- Movie poster
- Directed by: Arto Paragamian
- Written by: Arto Paragamian
- Produced by: Arnie Gelbart
- Starring: John Turturro; Oleg Kisseliov; Katherine Borowitz; Julian Richings;
- Cinematography: Norayr Kasper
- Edited by: Alain Baril
- Music by: Milan Kymlicka
- Production company: Galafilm Productions
- Distributed by: Seville Pictures (Canada)
- Release date: September 2000 (TIFF);
- Running time: 94 minutes
- Country: Canada
- Language: English
- Budget: $4.8 million (CAD)

= Two Thousand and None =

2000 Canadian dark comedy drama film

Two Thousand and None is a Canadian independent dark comedy drama film directed by Arto Paragamian and starring John Turturro, Oleg Kisseliov, Katherine Borowitz, and Julian Richings. Turturro plays a palaeontologist with only six weeks to live, the film premiered at the 2000 Taormina Film Festival, where it won the FIPRESCI award for "the confirmation of a new talent, its imaginative exploration of a difficult subject and the exceptional acting of John Turturro." It received mixed to negative reviews from critics.

==Plot==
A recently divorced paleontologist, Benjamin Kasparian, visits his doctor, who informs him that he is suffering from an unusual brain disease called Talbot's Syndrome, and that he has less than six weeks to live. Initially philosophical about his fate, Kasparian decides to enjoy himself as much as he can until his imminent death, much to the disapproval of his ex-wife, Amanda, who watches him have an ill-advised affair with a younger woman, Daphne. Kasparian's best friend, his boss, and the museum's curator are all disapproving as well, unsure of why he is acting so strangely. Jeremiah, Kasparian's best friend, criticizes the curator for eating during a moment of grief, but Kasparian finds their reactions bizarre, as he sees his impending death as a chance to get the most out of life. Before long, he starts having evocative visions of his childhood in Armenia and decides, as his last mission in life, to dig up his parents in Canada and bury them in Armenia, where he believes his family belongs.

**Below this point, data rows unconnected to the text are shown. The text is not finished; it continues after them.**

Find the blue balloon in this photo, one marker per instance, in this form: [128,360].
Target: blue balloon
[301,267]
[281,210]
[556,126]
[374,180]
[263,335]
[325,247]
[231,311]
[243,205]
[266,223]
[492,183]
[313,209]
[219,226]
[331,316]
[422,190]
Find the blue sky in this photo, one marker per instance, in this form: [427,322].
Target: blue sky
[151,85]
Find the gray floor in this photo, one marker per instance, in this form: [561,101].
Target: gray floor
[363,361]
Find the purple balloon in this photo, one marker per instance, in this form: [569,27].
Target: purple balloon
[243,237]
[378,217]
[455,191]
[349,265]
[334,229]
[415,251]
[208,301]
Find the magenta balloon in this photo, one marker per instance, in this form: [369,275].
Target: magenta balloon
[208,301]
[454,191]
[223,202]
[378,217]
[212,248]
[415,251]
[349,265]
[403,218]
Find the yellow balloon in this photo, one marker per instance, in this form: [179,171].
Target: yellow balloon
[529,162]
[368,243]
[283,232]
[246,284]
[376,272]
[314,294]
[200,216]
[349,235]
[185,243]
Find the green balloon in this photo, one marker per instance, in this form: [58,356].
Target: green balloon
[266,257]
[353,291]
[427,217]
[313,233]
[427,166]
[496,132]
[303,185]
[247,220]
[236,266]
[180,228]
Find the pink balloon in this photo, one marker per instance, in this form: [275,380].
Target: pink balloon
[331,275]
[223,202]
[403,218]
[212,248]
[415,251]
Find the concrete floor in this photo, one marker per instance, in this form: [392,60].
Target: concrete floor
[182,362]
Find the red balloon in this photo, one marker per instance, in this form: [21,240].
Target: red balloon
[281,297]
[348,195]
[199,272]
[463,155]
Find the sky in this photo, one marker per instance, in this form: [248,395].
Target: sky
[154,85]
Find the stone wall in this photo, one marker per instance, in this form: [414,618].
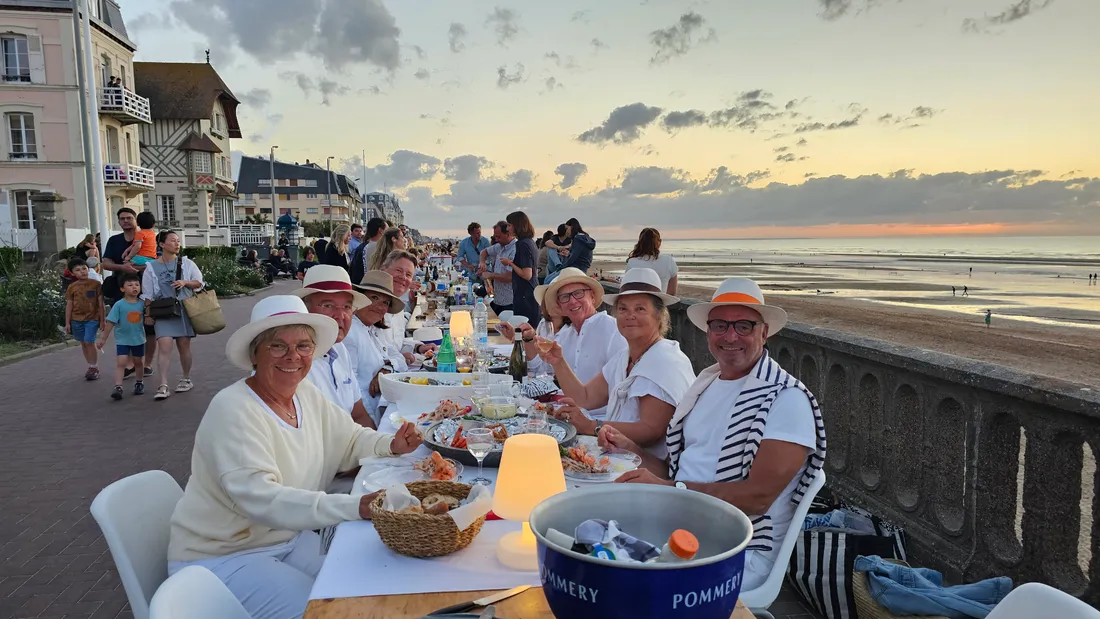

When his plan fails after an airport official catches him with human bones in his luggage, he steals his own cloned brain and buries it, along with the bones of his parents, in a makeshift grave after posing them humorously. After he begins struggling with memory lapses due to his condition, he wakes up outside the museum where he used to work, unaware of where he is. The museum's curator, shocked by Kasparian's childlike and frightened appearance, brings him indoors. Not long after this, he dies, and his spirit is last seen wandering, beginning a new journey with no particular destination. Amanda is unsure of how to move on from her ex-husband's death, as their relationship was complicated.

==Cast==
- John Turturro as Benjamin Kasparian
- Oleg Kisseliov as Jeremiah
- Katherine Borowitz as Amanda
- Julian Richings as Curator
- Vanya Rose as Daphne
- Tony Calabretta as Airport Official
- Jayne Heitmeyer as Dr. Maeder

==Reception==
Derek Elley of Variety was negative about Two Thousand and None, stating, "partly because of the precise, immaculately lit lensing, but mostly because of the bloodless performances and zingless dialogue, the film has an over-clinical feel that plays against the basic concept... Turturro isn’t capable of carrying this kind of black comedy without more help from his surrounding cast, who say their lines but don’t bring much more to the table. The final reel is simply ridiculous." Maurie Alioff of Take One was more positive about the film, noting its lack of oversentimentality about the subject of death, and praising the film's madcap humour: "in his black comedy, Paragamian gets closer in spirit to Woody Allen, even the Farrelly brothers, than Kubrick or Ingmar Bergman. At one point, after the doomed protagonist enjoys bathroom sex with a horny young lady, he hides behind the shower curtain when someone rushes in to use the toilet."